Turske presented his findings at Newell Brands, Commercial and Consumer Solutions divisional headquarters in North Carolina.
Newell plans to use Turske's project to train its field team.
"Oftentimes, distributor partners come to us and ask us, 'My customer wants to implement a (recycling) program. What do they need?'" says Cartee. "This helps us give a more educated, data-based answer."
"It was truly a win-win all the way around," says Bob Miller, associate vice president for community outreach at WMU. "The company got some valuable data that they can use in product development and also in marketing. The University got an opportunity to save some money, but also got a product that is working, and it's adding to our sustainability."

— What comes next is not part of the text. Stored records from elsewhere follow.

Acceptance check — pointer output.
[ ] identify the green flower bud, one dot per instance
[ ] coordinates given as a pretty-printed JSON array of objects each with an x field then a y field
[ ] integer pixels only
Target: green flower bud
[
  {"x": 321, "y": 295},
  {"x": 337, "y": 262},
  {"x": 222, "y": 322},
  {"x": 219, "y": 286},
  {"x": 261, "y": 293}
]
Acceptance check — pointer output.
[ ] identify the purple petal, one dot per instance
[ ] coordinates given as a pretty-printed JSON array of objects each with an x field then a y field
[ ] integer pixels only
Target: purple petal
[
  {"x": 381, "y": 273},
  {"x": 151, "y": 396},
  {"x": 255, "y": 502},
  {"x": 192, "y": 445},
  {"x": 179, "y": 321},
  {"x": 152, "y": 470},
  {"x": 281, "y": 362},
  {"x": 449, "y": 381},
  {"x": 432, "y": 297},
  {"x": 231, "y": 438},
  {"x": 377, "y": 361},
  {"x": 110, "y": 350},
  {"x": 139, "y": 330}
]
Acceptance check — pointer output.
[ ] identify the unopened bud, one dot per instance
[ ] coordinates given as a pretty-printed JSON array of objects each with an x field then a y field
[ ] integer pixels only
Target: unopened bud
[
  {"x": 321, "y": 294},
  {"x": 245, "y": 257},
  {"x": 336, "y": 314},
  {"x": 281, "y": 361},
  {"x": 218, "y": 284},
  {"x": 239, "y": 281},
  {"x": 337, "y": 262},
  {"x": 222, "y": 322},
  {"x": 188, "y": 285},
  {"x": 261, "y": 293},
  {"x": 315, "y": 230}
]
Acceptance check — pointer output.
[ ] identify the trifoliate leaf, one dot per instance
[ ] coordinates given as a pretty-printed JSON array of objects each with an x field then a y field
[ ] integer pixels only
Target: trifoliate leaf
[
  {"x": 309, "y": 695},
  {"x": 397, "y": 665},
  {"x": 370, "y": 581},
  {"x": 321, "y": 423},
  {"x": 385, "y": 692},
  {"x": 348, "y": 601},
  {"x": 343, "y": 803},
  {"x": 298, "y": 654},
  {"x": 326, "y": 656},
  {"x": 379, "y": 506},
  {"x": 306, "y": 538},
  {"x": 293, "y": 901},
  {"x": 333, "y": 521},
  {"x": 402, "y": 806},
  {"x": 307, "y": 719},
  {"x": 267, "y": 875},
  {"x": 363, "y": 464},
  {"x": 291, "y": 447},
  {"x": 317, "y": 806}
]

Turske's research is prompting change on WMU's campus. He and DeBoef have been going through buildings and assessing recycle cluster placement.
"Streamlining recycle containers saves money by reducing container liners and custodial time," says DeBoef.
The University also started replacing text-based recycling prompts with signage featuring pictures, which the research showed was more effective.
"It was a great project," says DeBoef. "It brought a lot of awareness, I think, to recycling."
Miller says projects like this also demonstrate to other companies the value of the Business Technology and Research Park.
"It's not that this initiative is simply related to the University or that you'll have an opportunity for collaboration," says Miller. "You will be located on the campus of a major research university. That speaks to the culture of your company. You can promote that you are very interested in being cutting edge. It's huge."
It's also huge for students like Turske, who are working on landing a job after graduation.
"Being able to take a project like this…build this entire project, see it through to fruition and then present it in front of executives was a great experience that not a lot of students get to have," says Turske.